Dijkversterking Stad Tiel

Bepaling rivierkundige effecten rivierwaartse dijkversterking

Veel dijken moeten versterkt worden om aan de hoogwaterveiligheidsnorm te voldoen. Het dijktraject “Stad Tiel”, dat bij het stedelijk gebied van Tiel langs de Waal ligt, is er daar één van. Dit traject is op meerdere faalmechanismen afgekeurd en het versterken heeft binnen het nationale ‘Hoogwaterbeschermingsprogramma’ (HWBP) en binnen Waterschap Rivierenland een hoge prioriteit.

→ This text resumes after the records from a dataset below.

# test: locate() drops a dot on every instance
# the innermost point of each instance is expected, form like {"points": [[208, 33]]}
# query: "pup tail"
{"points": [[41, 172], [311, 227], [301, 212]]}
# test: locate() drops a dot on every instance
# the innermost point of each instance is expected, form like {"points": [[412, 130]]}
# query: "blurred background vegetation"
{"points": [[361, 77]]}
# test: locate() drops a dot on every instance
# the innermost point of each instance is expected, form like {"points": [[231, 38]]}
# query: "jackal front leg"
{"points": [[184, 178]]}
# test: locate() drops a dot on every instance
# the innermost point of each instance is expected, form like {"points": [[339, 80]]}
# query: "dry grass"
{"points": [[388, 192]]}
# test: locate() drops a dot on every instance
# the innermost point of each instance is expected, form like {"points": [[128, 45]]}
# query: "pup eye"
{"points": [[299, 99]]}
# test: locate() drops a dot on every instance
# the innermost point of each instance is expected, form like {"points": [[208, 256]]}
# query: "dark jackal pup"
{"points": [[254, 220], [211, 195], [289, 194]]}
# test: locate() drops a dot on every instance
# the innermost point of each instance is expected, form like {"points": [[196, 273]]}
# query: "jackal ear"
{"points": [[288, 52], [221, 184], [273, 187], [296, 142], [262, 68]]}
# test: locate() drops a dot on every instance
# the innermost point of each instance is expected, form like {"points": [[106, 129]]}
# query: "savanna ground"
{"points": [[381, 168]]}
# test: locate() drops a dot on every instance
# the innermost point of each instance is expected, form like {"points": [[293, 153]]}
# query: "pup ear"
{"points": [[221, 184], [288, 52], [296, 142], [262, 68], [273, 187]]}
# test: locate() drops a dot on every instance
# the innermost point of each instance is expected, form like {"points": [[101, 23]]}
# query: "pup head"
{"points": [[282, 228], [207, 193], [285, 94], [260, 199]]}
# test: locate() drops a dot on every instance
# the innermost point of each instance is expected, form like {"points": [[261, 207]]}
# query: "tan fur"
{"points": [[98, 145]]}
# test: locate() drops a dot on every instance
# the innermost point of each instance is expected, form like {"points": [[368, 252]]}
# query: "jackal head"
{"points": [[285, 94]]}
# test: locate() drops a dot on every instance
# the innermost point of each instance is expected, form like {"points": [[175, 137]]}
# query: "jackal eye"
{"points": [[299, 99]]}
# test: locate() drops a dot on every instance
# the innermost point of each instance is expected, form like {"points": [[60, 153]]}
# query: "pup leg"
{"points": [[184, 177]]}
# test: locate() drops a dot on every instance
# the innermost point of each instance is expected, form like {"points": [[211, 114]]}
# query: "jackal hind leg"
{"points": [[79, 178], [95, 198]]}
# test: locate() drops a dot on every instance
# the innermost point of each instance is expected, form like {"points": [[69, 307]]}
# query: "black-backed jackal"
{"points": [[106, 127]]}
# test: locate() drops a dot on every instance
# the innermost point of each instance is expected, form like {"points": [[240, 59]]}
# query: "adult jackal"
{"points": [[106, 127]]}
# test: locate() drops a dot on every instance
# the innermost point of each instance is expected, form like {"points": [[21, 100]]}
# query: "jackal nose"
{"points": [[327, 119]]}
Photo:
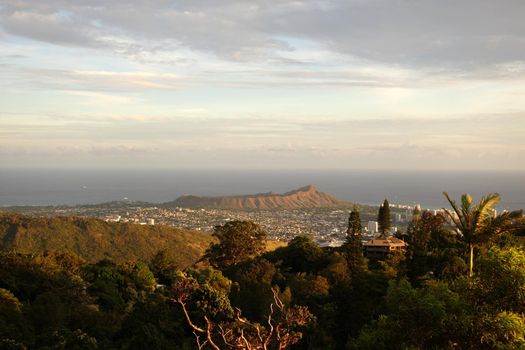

Binnendijkse versterkingen kunnen lastig inpasbaar zijn in de omgeving door bestaande bebouwing of infrastructuur en daarmee kostbaar zijn. Versterking in buitendijkse richting – dus richting de rivier – kan dan een goed alternatief zijn. Versterken aan de buitenkant betekent echter een versmalling van het rivierbed. Dit kan gevolgen hebben voor waterstanden en stroomsnelheden in de rivier. De buitendijkse versterking mag niet tot opstuwing van de hoogwaterstand of andere negatieve rivierkundige effecten leiden, tenzij deze gecompenseerd worden.

Om een goede afweging te kunnen maken tussen binnen- of buitendijks versterken, heeft HKV voor Waterschap Rivierenland (WSRL) in een verkennende fase voor een aantal dijktrajecten in beeld gebracht hoeveel opstuwing te verwachten is door de buitendijkse versterkingen. Voor het inschatten van de opstuwing hebben we een vuistregel gebruikt, die afhankelijk is van de hoeveelheid rivierafvoer die de rivierwaartse dijkversterking blokkeert. Deze informatie heeft WSRL gebruikt om afwegingen te maken richting het vaststellen van het voorkeursontwerp voor de dijkversterking.

Nu het voorkeursontwerp is vastgesteld, is in juli een vervolgfase gestart waarin de rivierkundige effecten met modelberekeningen (WAQUA) worden bepaald conform het Rivierkundig Beoordelingskader. Dat gaat niet alleen om opstuwing bij hoog water, maar ook bijvoorbeeld te verwachten hinder voor de scheepvaart door dwarsstromingen op de rand van de vaarweg of zelfs morfologische effecten (erosie zomerbed).

Op basis van de rivierkundige effecten kan worden besloten om de versterking alsnog binnendijks op te lossen, óf om compenserende maatregelen in het rivierbed te treffen om de negatieve rivierkundige effecten tegen te gaan. In het laatste geval kunnen ook deze compenserende maatregelen door ons in beeld gebracht worden.